The Kingston Aviation project has done a lot to remedy the local community’s ignorance and David Hassard said that, before the project started, ‘unless you actually had a relative who worked there, or worked there yourself, it was not well known’ with ‘most people [knowing] nothing about it’. Since then more and more people have begun to understand the significance of Kingston and the project was ‘able to set up a website and [got] a lot of publicity at the time [so] many [people] became more interested [about Kingston’s] heritage’. The project has been ‘spreading the word’ on three platforms: the international website (, exhibitions and talks. Kingston Aviation has done 224 talks in 8 years ‘to different local organisations, from schools to dementia homes and everything in between’, and has enabled Kingston’s community to grasp the significance of the industry. 

However, the COVID-19 outbreak has halted the remembrance of Kingston’s Industry. The Heritage Open Day Weekend, exhibitions and ten talks have been cancelled, meaning that Kingston Aviation has lost many opportunities for donations, slowing the expansion of their international website, and forcing Kingston Aviation to turn to online platforms, such as YouTube.

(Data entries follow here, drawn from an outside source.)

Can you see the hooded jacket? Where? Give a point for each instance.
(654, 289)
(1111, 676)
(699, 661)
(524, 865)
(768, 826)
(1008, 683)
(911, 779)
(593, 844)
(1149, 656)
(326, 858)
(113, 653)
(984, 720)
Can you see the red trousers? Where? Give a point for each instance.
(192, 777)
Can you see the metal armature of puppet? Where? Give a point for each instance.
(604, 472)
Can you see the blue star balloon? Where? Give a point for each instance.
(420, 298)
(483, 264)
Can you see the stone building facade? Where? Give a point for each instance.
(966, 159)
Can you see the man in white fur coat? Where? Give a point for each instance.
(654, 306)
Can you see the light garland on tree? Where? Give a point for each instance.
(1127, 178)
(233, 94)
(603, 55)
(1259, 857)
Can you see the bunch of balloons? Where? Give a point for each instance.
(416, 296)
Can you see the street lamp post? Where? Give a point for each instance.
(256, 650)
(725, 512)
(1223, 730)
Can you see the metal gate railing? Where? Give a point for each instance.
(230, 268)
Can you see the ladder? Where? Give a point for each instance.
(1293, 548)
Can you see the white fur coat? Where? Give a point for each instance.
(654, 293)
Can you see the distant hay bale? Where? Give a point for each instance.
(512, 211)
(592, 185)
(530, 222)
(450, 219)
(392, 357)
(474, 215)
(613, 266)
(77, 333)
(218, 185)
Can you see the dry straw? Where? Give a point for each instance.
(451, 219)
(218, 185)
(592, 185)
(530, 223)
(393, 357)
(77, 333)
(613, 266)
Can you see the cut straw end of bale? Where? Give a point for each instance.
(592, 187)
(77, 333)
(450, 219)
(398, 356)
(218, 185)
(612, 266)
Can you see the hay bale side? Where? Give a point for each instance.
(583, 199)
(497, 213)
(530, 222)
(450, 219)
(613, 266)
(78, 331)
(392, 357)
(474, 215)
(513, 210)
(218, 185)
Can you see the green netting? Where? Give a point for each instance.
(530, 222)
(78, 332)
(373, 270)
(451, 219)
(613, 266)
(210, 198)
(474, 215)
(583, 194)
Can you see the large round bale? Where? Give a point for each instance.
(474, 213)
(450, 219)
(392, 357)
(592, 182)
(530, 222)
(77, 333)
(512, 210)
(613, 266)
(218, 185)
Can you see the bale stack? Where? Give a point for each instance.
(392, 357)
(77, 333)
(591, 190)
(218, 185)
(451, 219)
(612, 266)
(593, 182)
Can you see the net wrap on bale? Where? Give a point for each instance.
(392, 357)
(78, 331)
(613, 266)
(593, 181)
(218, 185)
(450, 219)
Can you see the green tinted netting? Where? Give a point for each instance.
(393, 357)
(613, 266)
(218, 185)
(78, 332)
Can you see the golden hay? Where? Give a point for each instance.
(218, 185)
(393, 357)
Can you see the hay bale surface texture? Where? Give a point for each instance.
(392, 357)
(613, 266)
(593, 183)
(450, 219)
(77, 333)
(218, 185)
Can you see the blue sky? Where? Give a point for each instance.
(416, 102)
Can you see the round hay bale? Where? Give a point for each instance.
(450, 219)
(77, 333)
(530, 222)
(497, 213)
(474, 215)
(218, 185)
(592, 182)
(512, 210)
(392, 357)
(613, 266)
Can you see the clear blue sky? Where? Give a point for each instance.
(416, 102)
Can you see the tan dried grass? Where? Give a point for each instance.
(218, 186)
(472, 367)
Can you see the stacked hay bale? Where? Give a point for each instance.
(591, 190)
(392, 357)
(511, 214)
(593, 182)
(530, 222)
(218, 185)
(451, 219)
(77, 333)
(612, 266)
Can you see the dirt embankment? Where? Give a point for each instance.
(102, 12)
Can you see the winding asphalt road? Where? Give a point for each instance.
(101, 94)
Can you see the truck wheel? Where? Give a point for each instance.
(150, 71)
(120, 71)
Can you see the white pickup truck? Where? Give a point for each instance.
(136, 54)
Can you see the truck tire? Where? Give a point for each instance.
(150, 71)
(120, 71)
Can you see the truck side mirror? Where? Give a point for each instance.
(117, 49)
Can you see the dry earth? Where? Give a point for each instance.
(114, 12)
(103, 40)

David described that as being very different from the chatting, questions and socialising of talks and gives only ‘one version’ of Kingston’s ‘massive story’. Furthermore, the pandemic has greatly slowed the development of a new Richmond Road memorial, a full scale Hawker Hunter. The memorial’s progress is now proving to be ‘long overdue and frustratingly slow’, due to the pandemic. David Hassard admitted that Kingston Aviation was ‘trying to keep it going’, despite the lack of donations and socialising. However, David admitted there was no doubt that many people had missed the opportunity to widen their insight into the ‘heritage next door’. 

Kingston Aviation has suffered greatly during the pandemic. There is no doubt that this will be reflected in people’s attitudes towards the industry after the pandemic, with many people still not realising the town’s heritage. Kingston’s Heritage has been thrown into jeopardy, halting the remembrance of one of the most significant Aviation Industries in the country.